Если мы вспомним антизападные высказывания эмигрантов в позднюю советскую и постсоветскую эпоху – от уже упомянутой позиции Александра Солженицына до, скажем, систематической критики Запада Александра Зиновьева, – а также кардинальную переоценку европейского культурного наследия в литературно-публицистических кругах русского Израиля в контексте холокоста и антиизраильской политики Евросоюза59, то мы обнаружим, что интеллигенция диаспоры далеко отошла от убеждений Николая Тургенева и других западников XIX века. Тем не менее даже эта очевидная смена парадигмы сама по себе подтверждает тезис Шёнле об амбивалентности русского изгнания. В диаспоре XX века появились ярко выраженные позиции, отмеченные амбивалентностью по отношению не только к родине, но и ко всему Западу как определенной социально-политической системе, а также идеологической и культурной формации.

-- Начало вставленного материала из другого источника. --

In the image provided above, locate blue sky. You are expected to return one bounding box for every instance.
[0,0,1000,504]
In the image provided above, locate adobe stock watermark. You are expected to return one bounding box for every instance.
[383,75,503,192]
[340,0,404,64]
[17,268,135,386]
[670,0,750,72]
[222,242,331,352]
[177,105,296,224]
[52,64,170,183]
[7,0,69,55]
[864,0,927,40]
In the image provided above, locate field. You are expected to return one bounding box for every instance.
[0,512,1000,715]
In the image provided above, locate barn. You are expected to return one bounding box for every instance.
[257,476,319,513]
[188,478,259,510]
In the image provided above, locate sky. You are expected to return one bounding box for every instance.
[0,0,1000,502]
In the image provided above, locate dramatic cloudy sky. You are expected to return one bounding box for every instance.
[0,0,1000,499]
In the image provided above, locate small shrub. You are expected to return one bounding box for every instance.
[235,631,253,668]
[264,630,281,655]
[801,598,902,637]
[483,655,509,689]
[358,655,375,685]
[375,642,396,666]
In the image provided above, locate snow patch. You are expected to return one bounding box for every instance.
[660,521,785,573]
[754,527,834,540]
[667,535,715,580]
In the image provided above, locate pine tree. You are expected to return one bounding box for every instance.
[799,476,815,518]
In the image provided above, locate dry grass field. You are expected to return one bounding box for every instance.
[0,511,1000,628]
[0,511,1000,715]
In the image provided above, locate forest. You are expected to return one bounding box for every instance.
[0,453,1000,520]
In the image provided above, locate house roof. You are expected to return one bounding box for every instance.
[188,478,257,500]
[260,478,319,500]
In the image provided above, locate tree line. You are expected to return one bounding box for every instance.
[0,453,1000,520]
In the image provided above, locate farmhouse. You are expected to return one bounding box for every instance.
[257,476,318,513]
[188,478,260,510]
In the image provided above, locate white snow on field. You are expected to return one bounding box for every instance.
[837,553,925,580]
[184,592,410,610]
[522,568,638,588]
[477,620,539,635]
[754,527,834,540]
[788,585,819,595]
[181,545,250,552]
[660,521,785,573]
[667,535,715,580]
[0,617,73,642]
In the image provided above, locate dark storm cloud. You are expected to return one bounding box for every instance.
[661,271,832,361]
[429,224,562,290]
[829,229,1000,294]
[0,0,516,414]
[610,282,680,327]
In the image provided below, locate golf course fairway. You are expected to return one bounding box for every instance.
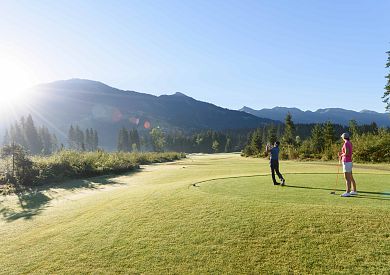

То, что практически не изменилось за два столетия, – это стремление русской диаспоральной элиты формировать русский культурный дискурс и сопротивление этому со стороны политического режима на родине, заключающееся в табуировании как самих эмигрантов, так и их текстов. Общественная жизнь в разных уголках постреволюционной диаспоры была отмечена оживленными дебатами о будущем страны. Множество диаспоральных политических фракций в миниатюре воспроизводили широкий спектр политических сил в России накануне революции. Покушение двух монархистов на Павла Милюкова на одном из берлинских эмигрантских собраний, в результате которого был трагически убит отец Владимира Набокова и ранено девять человек, свидетельствует о степени серьезности, с которой эмигранты относились к своей политической деятельности. По мере того, как мечта о возвращении на родину казалась все менее осуществимой ввиду крепнувшего Советского государства, понятие «возвращение» перекодировалось в чисто литературное. В отсутствие доступа к российской читательской аудитории многие писатели, поэты, философы и публицисты творили с надеждой быть прочитанными на родине будущими поколениями – надежда эта начала воплощаться в жизнь только во время перестройки. Мечта о культурной функции экстерриториальной элиты на родине в полной мере реализовалась лишь в начале XXI века. Сегодня наиболее известные русские авторы, включая В. Сорокина, Д. Рубину, В. Пелевина, М. Шишкина, Л. Улицкую, Б. Акунина и многих других, живут вне России, но их книги публикуются, читаются, рецензируются и обсуждаются в первую очередь в метрополии. Не так уж важно, по какой причине они покинули страну, будь то личные обстоятельства или неприятие политического режима. Главное, что они разделяют стремление к сохранению своей значимости во внутрироссийском интеллектуальном пространстве.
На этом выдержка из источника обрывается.